1. Retirement: my employer has been informally notified that I will be retiring mid-year which means that the decision to retire is now locked in. The exact date will be fixed nearer the time and will depend on work needs at that time. This effectively defines and drives much of what I need/want to do in 2013.
2. Finances: even before the year end rally we were financially independent. The subsequent upsurge and the extension of paid employment to mid-2013 gives us an extra boost on the financial front. On a cautionary note, I do not and should not expect my investments to keep going up. There will be years when they go down - sometimes a lot. I can't prevent this from happening which makes the issue one of dealing with the market's fluctuations rather than attempting to avoid them. From a financial perspective, the main points are:
- don't do anything stupid. This primarily means, not buying into over priced markets, keeping my exposure to speculative stocks small and avoiding investments which benefit financial intermediaries more than they do me;
- keep looking for effective ways to achieve greater diversification with our investments. This is a perennial issue and one that I have only executed to a very limited extent;
- keep living expenses below 2012 levels. Given the blow out in the cost of our holidays, this should not be difficult. It might be better to rephrase with the objective of trying to limit the inflationary and other increases in our cost of living;
- between me working for about six months and Mrs Traineeinvestor working part time, we should still generate some savings this year. A back of the envelope calculation suggests that the combination of salaries for part of 2013 and dividends/interest for 2013 and 2014 may meet our household budget for all of 2013 and 2014. If so, this is great news as it means that we will not need to touch principal or rely on capital gains for at least the next two years;
- one of our Hong Kong properties will become debt free in April 2013. If property prices were lower/yields more attractive, I would consider gearing up and buying another property. However, given the current state of the market, sitting back and watching the cash flow hitting the bank account seems more sensible;
- absent new investments, we will have a lot of cash by mid-year. Given the corrosive effects of inflation, finding suitable investments for this money is important but currently buoyant market conditions make it difficult. The idea of simply buying a property in New Zealand or some blue chip stocks as a long term store of value and generator of at least some cash is appealing even if valuations are not all that attractive at this time;
- while I would give some thought to alternative investments and am tempted to add a few cases of wine as an investment (or some other collectible), illiquid investments which do not produce cash flow will never make up a material part of the portfolio.

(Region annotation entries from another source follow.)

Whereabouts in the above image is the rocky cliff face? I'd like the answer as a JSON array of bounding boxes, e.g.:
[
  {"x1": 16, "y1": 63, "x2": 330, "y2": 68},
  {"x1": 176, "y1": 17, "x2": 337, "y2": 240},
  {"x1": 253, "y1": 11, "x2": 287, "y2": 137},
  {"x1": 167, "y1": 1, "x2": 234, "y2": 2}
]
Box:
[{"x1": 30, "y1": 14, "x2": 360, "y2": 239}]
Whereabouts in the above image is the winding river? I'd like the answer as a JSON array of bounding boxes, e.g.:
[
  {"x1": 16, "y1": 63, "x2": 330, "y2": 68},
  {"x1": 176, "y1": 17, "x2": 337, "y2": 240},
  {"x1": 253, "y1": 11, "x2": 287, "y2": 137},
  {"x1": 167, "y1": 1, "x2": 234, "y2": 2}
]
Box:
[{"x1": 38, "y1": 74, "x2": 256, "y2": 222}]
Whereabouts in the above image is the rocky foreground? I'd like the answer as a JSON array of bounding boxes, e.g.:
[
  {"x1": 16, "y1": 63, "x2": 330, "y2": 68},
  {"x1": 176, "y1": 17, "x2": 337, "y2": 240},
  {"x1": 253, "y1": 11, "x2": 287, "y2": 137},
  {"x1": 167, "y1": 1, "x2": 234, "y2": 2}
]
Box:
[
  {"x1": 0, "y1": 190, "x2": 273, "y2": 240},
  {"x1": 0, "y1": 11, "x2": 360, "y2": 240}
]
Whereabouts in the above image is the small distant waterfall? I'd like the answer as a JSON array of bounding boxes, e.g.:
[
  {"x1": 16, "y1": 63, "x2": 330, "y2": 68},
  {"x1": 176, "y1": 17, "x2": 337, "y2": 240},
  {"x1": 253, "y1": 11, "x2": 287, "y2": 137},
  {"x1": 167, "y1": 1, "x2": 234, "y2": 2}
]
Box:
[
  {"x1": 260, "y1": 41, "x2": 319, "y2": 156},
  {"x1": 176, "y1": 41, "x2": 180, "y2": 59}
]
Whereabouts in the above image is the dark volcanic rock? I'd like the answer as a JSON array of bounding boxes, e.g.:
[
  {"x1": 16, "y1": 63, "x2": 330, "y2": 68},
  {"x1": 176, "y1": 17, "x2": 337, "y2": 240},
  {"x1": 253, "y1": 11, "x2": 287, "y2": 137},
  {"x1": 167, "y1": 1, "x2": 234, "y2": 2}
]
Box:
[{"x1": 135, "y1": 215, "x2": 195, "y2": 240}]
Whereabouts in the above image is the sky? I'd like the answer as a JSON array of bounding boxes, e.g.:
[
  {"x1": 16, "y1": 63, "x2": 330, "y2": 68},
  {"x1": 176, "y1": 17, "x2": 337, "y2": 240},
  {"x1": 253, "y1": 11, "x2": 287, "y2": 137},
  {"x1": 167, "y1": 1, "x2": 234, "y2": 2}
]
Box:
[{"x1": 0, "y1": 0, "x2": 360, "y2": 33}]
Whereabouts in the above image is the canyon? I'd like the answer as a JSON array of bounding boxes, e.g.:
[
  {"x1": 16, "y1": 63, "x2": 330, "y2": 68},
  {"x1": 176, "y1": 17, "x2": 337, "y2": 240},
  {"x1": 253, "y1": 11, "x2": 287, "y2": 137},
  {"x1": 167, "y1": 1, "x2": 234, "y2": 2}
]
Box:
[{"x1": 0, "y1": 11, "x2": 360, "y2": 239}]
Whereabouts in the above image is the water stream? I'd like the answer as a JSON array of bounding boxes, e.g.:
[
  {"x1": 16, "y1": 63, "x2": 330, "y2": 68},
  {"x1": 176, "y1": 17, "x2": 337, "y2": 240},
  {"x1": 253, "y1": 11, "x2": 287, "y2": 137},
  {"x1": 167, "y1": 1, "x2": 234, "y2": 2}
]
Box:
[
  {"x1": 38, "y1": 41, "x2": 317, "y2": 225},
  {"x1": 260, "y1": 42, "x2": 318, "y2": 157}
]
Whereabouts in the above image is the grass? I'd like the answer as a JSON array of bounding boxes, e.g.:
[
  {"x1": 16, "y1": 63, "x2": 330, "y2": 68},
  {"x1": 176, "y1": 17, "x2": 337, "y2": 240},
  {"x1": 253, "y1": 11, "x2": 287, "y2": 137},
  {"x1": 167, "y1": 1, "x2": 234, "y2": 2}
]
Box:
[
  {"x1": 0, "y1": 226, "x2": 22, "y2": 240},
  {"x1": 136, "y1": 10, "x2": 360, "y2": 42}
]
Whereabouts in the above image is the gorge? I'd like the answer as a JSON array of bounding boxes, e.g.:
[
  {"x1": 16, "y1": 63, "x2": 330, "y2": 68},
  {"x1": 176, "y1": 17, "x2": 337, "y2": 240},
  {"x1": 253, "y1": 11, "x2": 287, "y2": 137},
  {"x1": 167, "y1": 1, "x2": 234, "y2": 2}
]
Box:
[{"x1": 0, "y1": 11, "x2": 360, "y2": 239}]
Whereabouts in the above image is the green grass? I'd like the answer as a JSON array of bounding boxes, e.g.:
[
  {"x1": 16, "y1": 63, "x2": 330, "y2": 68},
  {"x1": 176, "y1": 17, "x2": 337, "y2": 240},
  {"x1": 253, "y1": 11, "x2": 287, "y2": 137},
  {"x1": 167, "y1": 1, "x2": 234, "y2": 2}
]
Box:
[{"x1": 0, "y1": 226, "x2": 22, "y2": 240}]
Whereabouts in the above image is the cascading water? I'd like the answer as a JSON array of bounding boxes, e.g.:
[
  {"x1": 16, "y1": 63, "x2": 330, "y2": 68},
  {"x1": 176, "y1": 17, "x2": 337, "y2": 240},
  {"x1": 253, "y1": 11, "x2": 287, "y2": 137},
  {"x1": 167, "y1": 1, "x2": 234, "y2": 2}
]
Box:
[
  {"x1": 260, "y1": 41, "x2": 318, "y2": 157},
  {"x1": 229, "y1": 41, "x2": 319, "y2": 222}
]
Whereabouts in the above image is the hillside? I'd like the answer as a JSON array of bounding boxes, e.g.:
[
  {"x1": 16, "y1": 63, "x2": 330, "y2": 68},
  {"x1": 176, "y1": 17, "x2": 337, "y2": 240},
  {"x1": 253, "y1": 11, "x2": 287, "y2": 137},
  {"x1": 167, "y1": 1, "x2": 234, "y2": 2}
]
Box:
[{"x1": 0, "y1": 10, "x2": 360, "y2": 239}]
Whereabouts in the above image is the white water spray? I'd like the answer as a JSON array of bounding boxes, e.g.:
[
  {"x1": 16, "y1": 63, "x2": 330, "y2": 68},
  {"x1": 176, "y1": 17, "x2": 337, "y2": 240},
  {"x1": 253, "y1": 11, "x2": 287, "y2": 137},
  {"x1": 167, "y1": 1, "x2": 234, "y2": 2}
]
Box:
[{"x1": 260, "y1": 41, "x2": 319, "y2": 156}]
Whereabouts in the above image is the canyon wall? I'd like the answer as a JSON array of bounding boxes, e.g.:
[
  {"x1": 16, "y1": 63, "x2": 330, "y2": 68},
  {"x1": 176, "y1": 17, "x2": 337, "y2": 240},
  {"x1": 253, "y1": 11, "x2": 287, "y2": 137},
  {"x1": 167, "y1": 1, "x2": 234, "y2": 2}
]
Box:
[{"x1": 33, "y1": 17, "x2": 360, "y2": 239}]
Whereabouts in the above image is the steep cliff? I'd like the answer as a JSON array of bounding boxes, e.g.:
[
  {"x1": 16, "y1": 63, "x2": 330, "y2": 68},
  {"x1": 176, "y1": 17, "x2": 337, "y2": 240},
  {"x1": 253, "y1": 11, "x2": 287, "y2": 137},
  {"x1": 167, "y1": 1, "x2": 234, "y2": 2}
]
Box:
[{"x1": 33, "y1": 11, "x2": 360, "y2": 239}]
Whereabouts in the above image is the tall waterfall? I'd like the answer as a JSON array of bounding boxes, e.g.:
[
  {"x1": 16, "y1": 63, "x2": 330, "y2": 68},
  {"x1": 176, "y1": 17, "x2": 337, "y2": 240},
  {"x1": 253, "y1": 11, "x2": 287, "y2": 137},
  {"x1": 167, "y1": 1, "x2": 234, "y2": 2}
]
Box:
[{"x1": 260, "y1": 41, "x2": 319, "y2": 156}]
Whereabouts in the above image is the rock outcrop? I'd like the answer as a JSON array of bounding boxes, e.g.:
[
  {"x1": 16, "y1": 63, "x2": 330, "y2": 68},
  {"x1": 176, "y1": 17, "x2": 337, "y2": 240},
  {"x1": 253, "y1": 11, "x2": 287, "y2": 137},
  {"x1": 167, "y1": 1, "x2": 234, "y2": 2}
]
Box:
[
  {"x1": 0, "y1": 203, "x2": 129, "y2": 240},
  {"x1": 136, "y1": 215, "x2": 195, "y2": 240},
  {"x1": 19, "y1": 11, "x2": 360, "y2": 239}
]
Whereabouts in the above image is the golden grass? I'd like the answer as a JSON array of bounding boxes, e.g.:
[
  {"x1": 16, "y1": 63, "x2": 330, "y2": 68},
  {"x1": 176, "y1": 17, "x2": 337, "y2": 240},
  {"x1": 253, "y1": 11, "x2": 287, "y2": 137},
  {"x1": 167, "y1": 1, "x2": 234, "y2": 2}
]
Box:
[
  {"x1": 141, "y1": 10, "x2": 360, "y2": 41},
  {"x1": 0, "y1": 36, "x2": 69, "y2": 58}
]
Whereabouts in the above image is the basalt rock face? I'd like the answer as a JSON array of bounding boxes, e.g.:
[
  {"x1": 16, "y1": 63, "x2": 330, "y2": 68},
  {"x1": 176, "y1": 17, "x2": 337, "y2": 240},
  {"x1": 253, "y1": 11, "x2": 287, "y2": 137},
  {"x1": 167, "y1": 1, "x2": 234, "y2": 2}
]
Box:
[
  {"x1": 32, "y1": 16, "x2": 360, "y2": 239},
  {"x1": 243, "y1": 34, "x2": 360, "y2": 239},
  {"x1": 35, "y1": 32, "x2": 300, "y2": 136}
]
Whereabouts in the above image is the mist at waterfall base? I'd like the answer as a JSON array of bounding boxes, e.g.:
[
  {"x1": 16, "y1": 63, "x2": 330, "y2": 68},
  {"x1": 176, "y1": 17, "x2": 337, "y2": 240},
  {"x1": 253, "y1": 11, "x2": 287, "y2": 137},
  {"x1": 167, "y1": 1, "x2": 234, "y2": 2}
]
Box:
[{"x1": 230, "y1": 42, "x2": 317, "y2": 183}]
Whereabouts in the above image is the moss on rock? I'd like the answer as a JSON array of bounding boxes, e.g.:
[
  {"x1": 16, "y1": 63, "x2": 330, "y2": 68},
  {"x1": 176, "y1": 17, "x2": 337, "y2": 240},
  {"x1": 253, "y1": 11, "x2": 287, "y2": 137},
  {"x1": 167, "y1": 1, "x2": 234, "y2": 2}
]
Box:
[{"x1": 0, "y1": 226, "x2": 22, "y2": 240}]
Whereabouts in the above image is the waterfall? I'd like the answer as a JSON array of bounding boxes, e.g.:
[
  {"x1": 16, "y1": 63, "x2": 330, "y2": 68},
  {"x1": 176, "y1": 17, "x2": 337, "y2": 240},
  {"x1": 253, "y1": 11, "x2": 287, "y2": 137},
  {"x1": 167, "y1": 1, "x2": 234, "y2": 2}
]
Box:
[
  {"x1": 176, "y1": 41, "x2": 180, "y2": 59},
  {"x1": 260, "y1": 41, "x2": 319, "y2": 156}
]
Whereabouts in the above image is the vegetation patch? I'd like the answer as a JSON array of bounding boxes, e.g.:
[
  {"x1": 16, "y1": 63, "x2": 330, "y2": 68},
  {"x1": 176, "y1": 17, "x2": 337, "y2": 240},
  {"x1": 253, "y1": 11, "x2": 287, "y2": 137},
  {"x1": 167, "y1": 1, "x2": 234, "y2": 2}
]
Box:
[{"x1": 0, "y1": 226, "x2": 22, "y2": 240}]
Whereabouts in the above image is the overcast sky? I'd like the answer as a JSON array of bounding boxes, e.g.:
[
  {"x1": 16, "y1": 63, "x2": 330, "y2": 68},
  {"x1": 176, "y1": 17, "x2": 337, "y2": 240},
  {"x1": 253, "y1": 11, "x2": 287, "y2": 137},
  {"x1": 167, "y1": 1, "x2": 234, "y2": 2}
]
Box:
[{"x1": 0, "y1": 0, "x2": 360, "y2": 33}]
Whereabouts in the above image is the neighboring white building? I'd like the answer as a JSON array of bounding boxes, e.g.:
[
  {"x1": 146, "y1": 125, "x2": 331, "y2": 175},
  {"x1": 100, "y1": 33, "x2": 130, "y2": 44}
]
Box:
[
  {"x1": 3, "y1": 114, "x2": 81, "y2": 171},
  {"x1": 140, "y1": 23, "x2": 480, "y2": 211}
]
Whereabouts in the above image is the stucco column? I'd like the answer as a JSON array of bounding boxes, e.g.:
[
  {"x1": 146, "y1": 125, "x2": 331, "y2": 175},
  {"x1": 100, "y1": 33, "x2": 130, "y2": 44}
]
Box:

- being pro-active in maintaining and expanding social contacts. Historically, most of my social activities have been linked to work and have happened with very little effort on my part. Going forward, I will need to be more pro-active in marinating theses contacts (and developing new ones). This is not a major concern - just something to monitor;
- follow through with the bucket-list. It's getting pretty long, which a good thing, so I really have no excuses for not keeping myself mentally stimulated;
- complete a first draft of the novel. Absent some major dislocation to my life, there should be no excuse for not achieving this;
- maintain the fitness regime. While it is unlikely that I will do another trailwalker, I'd like to keep doing an annual marathon for at least a few more years.
- new will. My current will was drafted on the basis that there would be a payout under a life insurance policy should anything happen to me. As I will be cancelling the life insurance policy, I need to update my will;
- cancel my term life policy. By definition if there is enough money to support me and my family then there is enough money to support the family without me;
- move the family's medical policy from my employer sponsored scheme to my wife's employer's scheme.